RetryOptions setDoNotRetry documentation mismatch

My understanding is the new RetryOptions.Builder().setDoNotRetry() is to explicitly set exceptions where we do not want the workflow or activity to retry.

This seems to correspond to NonRetryableErrorReasons in the main website documentation when describing retry policies:

  • NonRetryableErrorReasons allows to specify errors that shouldn’t be retried. For example, retrying invalid arguments error doesn’t make sense in some scenarios.

However, the documentation for setDoNotRetry says the exceptions are the “List of exceptions to retry”.

Furthermore, the docs also say that “When matching an exact match is used,” but this RpcRetryer code suggests that it checks the superclass of the exceptions when deciding whether to retry.

Link to JavaDocs

Am I misunderstanding something or looking at the wrong source code?



This is related to an error I’m debugging why a Child Workflow didn’t retry even though the retry policy should have allowed it to retry:

NonRetriableErrorReasons is only set to NonRetryableException

However, Child Workflow fails due to ActivityFailureException with cause JobKilledException instead of retrying.


In the activity code, it throws the exception throw new JobKilledException() without wrapping it because JobKilledException is a RuntimeException.

1 Like

You are 100% correct. The JavaDoc of the setDoNotRetry method is wrong. I submitted a PR to get it fixed.

The reason the child work didn’t retry because an activity failure is always wrapped in the ActivityFailure exception. As ActivityFailure by default is always retryable the child is not retried.

The solution is to throw an ApplicationFailure (possibly created with ApplicationFailure.newNonRetryableFailure) that wraps the ActivityFailure.

Thanks Maxim. Also, I should have clarified earlier but this is for cadence! That PR you linked is for temporal.

Followup question:

The reason the child work didn’t retry because an activity failure is always wrapped in the ActivityFailure exception. As ActivityFailure by default is always retryable the child is not retried.

If ActivityFailure is always retryable by default, why is the child not retried? Did you mean ActivityFailure is by default nonretryable?

The child workflow failed due to ActivityFailureException, but you say that ActivityFailureException is by default retryable (which was my understanding as well). Shouldn’t the child workflow have retried? I want the child workflow to retry but for some reason it didn’t retry with an ActivityFailureException.

I’m not sure at this point about Cadence. I believe it had some issues about workflow retry policies.

I personally think it is very rarely a good idea to retry workflows. Could you handle the activity exception in the child workflow itself?

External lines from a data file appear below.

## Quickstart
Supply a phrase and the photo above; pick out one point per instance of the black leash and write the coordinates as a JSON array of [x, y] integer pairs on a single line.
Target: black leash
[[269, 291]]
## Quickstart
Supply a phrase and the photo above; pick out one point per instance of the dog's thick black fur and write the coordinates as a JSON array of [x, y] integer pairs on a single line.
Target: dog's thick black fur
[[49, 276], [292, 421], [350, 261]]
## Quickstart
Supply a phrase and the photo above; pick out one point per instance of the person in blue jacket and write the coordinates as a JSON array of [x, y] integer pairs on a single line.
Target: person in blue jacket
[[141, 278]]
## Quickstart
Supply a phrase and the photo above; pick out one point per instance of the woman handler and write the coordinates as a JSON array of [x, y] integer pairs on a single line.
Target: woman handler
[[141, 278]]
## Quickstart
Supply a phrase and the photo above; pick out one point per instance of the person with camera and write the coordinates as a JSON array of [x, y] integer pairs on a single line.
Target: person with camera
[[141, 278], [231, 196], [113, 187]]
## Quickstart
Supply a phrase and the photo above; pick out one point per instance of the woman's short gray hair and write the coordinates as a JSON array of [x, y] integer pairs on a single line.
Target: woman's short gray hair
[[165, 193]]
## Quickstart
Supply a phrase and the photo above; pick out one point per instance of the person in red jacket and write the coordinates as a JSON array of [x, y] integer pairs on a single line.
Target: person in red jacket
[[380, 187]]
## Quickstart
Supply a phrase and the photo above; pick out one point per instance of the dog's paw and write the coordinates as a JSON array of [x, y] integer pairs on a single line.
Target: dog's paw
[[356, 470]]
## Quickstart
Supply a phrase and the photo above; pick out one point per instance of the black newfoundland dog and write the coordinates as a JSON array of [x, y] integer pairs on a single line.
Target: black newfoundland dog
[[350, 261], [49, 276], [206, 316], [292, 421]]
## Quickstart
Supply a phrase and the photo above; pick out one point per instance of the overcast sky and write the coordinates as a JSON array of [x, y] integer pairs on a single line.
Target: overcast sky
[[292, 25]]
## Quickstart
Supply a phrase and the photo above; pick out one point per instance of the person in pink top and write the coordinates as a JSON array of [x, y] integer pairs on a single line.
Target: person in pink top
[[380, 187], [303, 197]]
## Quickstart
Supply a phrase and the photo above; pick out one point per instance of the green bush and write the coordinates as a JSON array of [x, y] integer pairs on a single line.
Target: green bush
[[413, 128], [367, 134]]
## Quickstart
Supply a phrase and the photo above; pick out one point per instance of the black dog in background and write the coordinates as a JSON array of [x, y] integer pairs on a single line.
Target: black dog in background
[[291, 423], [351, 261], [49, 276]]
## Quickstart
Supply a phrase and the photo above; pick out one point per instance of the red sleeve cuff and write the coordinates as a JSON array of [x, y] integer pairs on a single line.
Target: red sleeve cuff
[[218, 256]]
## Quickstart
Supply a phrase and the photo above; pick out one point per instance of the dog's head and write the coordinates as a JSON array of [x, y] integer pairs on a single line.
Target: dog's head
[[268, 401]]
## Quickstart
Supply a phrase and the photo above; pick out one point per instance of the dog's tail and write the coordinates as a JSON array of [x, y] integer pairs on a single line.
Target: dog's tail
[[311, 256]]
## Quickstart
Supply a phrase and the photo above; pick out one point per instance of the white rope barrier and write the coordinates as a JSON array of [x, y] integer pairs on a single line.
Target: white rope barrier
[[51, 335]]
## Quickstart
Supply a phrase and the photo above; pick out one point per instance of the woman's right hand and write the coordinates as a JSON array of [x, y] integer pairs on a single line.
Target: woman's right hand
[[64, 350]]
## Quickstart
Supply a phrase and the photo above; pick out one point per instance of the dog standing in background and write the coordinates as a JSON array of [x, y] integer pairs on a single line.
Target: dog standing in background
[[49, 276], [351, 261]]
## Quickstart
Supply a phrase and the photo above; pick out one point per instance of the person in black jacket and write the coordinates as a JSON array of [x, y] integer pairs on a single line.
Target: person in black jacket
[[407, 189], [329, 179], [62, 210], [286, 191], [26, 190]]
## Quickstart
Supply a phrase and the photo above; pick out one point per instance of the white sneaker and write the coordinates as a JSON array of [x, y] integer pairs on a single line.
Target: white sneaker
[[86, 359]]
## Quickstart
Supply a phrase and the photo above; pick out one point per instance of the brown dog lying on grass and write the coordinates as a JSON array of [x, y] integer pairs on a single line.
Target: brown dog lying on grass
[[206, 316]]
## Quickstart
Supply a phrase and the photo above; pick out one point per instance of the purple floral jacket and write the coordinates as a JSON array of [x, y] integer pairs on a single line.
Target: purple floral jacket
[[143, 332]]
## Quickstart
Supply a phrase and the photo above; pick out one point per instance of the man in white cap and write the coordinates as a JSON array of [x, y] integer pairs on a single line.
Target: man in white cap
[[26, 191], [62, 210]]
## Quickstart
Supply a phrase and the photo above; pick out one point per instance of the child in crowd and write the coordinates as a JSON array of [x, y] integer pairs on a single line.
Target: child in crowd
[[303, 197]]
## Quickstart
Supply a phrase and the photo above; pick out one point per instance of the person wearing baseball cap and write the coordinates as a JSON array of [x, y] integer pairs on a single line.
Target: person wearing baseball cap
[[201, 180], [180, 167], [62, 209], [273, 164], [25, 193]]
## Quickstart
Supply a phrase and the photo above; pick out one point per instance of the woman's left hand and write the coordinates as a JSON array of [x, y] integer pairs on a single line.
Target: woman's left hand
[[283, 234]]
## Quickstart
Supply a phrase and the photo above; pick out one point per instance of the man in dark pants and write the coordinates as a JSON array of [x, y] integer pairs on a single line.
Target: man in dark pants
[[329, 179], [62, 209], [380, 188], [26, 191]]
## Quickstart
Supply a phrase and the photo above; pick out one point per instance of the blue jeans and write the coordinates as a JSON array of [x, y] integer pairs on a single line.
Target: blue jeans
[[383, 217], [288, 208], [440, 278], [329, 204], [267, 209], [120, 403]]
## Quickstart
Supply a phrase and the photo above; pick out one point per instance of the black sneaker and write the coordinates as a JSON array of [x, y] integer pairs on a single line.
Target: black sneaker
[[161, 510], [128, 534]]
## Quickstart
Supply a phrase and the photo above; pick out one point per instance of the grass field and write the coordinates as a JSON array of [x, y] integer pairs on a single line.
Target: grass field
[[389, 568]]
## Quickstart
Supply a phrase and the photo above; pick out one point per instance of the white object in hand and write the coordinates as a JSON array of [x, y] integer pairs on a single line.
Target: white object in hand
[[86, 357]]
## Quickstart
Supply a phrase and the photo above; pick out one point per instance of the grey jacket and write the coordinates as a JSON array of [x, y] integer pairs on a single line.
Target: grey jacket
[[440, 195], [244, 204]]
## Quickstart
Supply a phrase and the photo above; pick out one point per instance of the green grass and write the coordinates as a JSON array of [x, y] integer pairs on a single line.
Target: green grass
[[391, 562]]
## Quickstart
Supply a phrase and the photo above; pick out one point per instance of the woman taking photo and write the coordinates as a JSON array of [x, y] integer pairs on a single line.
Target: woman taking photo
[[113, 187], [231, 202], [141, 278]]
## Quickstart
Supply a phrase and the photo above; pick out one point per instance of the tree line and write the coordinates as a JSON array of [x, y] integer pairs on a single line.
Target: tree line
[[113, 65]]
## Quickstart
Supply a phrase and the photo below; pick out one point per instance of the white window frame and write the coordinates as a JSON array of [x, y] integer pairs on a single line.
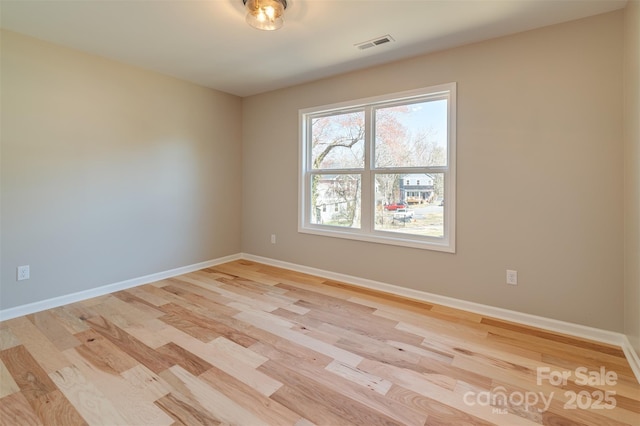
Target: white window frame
[[367, 230]]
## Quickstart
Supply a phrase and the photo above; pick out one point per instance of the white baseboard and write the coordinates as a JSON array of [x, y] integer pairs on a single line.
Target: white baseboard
[[576, 330], [30, 308]]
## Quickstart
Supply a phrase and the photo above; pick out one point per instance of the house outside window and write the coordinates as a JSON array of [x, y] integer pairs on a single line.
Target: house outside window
[[387, 164]]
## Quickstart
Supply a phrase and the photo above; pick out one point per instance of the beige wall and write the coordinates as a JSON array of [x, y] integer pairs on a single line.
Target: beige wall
[[109, 172], [632, 172], [540, 175]]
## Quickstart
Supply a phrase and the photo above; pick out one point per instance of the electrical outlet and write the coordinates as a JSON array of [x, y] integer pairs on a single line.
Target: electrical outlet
[[23, 272]]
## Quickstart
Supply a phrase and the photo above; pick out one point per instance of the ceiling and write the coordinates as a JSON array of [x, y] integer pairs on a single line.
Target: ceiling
[[207, 41]]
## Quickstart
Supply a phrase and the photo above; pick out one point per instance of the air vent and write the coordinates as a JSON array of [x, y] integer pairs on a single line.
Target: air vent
[[375, 42]]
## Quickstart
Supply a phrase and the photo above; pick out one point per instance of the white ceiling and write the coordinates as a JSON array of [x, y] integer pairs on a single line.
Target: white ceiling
[[208, 42]]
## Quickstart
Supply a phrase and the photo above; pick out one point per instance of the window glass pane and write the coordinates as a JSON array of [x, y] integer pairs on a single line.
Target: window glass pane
[[406, 206], [411, 135], [337, 141], [335, 200]]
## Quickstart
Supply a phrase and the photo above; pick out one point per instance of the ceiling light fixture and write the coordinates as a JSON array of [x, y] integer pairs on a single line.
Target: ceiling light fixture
[[265, 14]]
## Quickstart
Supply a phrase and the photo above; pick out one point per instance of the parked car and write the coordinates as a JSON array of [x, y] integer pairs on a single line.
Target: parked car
[[396, 206]]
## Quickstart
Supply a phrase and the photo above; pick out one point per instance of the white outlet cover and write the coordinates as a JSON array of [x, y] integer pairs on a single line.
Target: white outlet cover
[[23, 272]]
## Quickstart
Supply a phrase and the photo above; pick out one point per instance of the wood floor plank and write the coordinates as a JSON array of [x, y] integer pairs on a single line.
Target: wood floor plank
[[134, 404], [358, 390], [92, 405], [26, 372], [246, 343], [40, 348], [180, 356], [7, 338], [101, 351], [56, 333], [332, 400], [218, 404], [7, 384], [16, 410], [55, 409], [182, 411], [263, 407], [129, 344]]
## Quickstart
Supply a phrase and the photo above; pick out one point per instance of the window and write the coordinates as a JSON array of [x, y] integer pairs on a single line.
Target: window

The use case for the workflow retry is like this:

ChildWorkflowImpl implements ChildWorkflow{

  Response run(Request req) {

    int jobId = activity.submitHadoopJob()

    // if job is killed (by throwing a JobKilledException)
    // then I have to resubmit the job and get a new jobId
    activity.pollForCompletion(jobId)
  }
}

I could handle the exception in the child workflow itself fairly easily by catching the exception in a while loop to determine if I should resubmit the job.

Is this not a good idea to use workflow retry in this case? If the workflow retry policies have issues, I can use a while loop to be safe.

This github issue seems to fit my problem exactly… sigh

AFAIK Cadence doesn’t support MySQL and PostreSQL for production workloads. In Temporal we fixed quite a few bugs with them and perform extensive testing with every release to ensure quality.

Thanks for reporting.

The issue is fixed, and will be included in the coming release. See more details in the ticket.

Clarification: Cadence does support MySQL/Postgres as production use cases :smiley: Myself and many people are using MySQL/Postgres in production already.

NOTE: I/Cadence team are not active in this forum, but feel free to reach out in the Github issues/slack.

@qlong I think we have a different definition of support. Does Cadence team perform release testing (beyond unit test) of MySQL/PostgreSQL as part of their release process?

I see. But I guess you meant stress tests, because we are running integration test in CI which is more than unit tests.

Current release process is not performing stress test on MySQL/Postgres. But Cadence team is moving to sharded MySQL so it will come soon.

I do see the value you are pointing out, it’s great to hear that Temporal are performing all stress tests on MySQL/Postgres persistences. Even though it’s a thin layer, there could be changes that something unknown until we run into the scalability/perf issues. :smiley:

btw the bug is not related to persistence layer. It’s an edge case that we don’t have unit/integ test covered. It was also broken for Cassandra but most people are not aware of. Temporal doesn’t have the issue because the refactoring you did has removed the fields that could caused it.